Having been in Berlin in the past four months, I can tell you that I was very impressed by the fact that everything seemed to be humming right along without much interruption. Everything was easy to navigate, and I never felt like I needed excessive directions to get from one place to another. Obviously, this is because I do not live in Berlin, and I did not need anything to be working in any particular order. For Berliners, the trains were always late or nonexistent, the buses were out of order, and none of the transportation seemed to be functioning well, even for a migrant from the United States who had been there for twenty-five years. What I perceived as order was perceived as dysfunction for those living within the system, and both perspectives illustrate the confusion when things go wrong for the privileged.
I was a person of some privilege by being able to travel in the first place, and I was not required to find a place to stay because I stayed with my companion’s relatives. Had we been forced to find a place to stay, we would likely have been forced to have more money than we were able to produce, and we would also have had to navigate the city without direct guidance. While there, we noticed several unhoused people, and despite the attractive appearance of the city, we later learned that the inequality was so unbearable that the country collapsed shortly after we left, a fate befalling a number of countries in the past few years. Looking at a system from the outside gives the privileged an entitled vantage point because after all, we get to leave and will not be forced to manage any dysfunction we may miss. We look at a complex tapestry and offer easy answers, often from the safety of our personal devices before we have to switch to airplane mode.
Conversely, Germany has been a very blessed country for at least twenty years, especially considering that it was previously able to sustain multiple viewpoints under one umbrella. Based on climate change, workers were encouraged to take long breaks during the hottest hours of the day, similar to siestas which originated elsewhere. Germany also has a number of companies outsourcing their labor to other countries, many of which also enjoy extracting resources elsewhere in favor of the parent company in Germany. Therefore, what people see as dysfunction may have also arisen from the fact that extraction and exploitation tend to have costs, and despite any stability the country may have enjoyed, none of that stability occurred in a vacuum, and the consequences are finally being shown to the world.

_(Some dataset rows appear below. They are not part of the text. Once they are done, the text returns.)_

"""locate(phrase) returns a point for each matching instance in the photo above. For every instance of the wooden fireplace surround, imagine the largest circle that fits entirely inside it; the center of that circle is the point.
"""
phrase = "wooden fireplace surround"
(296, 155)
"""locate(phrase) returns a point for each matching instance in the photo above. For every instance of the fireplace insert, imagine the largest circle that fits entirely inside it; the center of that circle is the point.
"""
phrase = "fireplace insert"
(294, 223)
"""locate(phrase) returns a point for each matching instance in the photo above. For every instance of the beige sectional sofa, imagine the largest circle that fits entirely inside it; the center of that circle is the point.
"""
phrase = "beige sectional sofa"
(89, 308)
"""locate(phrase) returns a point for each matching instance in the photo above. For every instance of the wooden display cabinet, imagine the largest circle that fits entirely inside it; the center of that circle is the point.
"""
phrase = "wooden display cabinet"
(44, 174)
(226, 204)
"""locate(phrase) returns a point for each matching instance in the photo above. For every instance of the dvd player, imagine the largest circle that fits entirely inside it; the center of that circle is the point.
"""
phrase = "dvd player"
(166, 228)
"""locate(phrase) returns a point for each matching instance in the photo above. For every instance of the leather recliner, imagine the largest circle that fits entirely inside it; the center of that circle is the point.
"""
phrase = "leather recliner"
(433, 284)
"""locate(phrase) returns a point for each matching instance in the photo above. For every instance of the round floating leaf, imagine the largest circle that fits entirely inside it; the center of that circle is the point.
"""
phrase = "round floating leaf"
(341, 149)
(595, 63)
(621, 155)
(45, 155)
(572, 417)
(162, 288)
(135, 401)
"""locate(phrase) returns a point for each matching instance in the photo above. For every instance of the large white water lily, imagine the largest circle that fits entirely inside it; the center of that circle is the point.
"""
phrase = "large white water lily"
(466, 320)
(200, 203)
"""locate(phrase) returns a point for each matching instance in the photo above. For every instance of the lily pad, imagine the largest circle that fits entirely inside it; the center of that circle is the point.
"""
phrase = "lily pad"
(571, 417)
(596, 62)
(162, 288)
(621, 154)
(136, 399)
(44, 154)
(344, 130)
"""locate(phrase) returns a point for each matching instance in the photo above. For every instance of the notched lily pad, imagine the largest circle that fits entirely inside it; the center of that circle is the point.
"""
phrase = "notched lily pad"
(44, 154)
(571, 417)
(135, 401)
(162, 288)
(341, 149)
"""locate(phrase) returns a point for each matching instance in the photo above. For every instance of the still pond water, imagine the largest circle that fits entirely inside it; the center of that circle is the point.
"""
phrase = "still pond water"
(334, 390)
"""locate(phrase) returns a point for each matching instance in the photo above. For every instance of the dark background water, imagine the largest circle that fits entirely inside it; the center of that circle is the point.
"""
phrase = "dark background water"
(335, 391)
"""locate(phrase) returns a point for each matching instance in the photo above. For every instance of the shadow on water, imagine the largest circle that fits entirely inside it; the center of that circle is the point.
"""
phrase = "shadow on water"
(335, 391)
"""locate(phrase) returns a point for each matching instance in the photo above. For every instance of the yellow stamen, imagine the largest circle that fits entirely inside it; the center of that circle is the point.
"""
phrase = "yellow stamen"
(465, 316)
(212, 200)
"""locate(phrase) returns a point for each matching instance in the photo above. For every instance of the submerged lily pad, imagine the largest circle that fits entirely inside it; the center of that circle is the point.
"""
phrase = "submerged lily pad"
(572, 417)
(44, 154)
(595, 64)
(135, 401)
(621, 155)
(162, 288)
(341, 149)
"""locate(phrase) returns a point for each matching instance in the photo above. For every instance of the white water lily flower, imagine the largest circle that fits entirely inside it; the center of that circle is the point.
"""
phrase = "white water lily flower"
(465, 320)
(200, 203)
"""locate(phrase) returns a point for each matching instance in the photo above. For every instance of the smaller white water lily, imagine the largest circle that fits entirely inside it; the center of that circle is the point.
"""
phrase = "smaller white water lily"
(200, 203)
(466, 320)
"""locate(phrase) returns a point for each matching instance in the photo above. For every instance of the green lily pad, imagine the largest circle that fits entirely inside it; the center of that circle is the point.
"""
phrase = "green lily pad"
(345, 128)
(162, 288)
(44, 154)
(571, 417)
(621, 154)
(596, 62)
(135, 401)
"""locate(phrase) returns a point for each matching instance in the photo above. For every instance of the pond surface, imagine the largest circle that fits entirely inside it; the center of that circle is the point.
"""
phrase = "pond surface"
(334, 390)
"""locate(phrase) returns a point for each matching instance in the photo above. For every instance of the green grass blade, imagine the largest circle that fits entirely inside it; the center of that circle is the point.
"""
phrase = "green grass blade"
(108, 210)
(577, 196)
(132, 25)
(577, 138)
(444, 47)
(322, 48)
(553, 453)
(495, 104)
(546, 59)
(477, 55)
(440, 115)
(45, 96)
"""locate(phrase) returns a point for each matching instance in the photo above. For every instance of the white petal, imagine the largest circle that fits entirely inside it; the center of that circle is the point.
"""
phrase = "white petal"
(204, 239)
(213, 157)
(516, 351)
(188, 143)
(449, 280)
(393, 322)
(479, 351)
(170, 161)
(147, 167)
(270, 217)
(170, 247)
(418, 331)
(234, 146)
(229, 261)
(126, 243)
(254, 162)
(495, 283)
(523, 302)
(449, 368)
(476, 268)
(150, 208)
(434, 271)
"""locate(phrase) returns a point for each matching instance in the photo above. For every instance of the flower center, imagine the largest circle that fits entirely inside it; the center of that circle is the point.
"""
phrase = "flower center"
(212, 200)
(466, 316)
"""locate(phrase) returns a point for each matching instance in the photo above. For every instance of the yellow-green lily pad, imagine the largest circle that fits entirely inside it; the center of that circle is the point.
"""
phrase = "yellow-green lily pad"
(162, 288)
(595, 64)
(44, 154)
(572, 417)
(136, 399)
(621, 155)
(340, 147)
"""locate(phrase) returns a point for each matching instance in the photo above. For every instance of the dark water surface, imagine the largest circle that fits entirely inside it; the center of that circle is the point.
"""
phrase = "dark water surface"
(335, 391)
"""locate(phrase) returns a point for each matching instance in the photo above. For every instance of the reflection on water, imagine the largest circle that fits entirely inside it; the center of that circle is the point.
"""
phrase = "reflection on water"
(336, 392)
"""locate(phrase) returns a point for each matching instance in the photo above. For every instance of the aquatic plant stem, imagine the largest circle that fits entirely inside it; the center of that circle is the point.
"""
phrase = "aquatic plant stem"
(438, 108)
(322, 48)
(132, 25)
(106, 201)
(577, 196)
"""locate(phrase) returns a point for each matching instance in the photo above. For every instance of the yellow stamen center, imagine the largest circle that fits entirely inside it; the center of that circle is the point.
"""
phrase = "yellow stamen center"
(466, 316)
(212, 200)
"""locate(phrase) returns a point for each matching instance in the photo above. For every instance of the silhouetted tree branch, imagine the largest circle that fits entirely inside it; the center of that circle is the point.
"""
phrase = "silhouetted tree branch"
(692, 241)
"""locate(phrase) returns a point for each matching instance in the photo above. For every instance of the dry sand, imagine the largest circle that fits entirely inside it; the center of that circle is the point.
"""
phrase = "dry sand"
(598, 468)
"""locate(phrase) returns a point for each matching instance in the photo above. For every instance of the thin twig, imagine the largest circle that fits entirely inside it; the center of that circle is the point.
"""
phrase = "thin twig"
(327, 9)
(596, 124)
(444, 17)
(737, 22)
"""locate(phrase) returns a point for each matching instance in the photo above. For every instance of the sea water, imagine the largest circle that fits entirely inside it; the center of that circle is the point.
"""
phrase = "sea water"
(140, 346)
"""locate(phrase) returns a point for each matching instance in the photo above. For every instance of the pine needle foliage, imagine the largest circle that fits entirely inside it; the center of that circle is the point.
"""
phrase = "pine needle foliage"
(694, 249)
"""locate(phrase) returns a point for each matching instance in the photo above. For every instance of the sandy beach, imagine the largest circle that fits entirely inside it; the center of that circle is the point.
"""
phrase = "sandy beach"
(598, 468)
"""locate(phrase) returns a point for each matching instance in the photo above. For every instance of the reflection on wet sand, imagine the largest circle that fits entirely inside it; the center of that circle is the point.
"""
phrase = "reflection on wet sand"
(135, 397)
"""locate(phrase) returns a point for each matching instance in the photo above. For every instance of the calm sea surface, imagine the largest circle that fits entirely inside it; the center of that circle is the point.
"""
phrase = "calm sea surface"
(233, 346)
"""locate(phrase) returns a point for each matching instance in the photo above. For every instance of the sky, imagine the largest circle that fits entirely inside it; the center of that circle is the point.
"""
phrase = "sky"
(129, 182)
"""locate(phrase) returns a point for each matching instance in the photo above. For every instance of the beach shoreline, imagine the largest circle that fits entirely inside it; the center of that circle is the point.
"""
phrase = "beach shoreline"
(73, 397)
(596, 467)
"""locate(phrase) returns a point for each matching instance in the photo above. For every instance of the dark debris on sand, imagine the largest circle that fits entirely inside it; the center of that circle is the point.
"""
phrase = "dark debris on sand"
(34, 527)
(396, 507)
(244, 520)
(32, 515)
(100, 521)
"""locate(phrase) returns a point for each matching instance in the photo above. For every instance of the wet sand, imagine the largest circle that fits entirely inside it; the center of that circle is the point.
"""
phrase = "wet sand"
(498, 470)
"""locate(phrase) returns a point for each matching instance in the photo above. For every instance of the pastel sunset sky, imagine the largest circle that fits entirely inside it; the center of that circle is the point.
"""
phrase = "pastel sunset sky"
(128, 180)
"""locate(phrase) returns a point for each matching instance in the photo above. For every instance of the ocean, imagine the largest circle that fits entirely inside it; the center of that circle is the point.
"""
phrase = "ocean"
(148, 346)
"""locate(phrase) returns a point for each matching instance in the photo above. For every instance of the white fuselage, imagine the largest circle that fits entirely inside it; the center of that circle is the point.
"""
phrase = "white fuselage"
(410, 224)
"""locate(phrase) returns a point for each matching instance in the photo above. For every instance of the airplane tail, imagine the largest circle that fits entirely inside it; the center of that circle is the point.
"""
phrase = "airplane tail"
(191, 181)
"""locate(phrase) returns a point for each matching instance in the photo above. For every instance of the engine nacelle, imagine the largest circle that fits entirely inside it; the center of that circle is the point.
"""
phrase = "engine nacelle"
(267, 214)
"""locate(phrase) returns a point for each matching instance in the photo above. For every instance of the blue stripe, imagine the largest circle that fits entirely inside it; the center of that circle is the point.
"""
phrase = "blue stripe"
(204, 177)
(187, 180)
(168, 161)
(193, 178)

Most of the planet is experiencing a meltdown based on false equilibriums in which people were privileged enough to be hidden from accountability. In the United States, people will begin to see how alienating countries around the world will eventually effect the bottom lines. Now Germany has joined the so-called “developing nations” in its citizenry not trusting anything that the so-called leaders have to say. The middle class has all but collapsed based on the unsatiated greed of the few, and nobody has enough time, energy, or resources to call them out without facing distress. It is times like this that people would do well to remember that just because people were privileged to avoid seeing the problems before, does not mean that the problems never existed in the first place.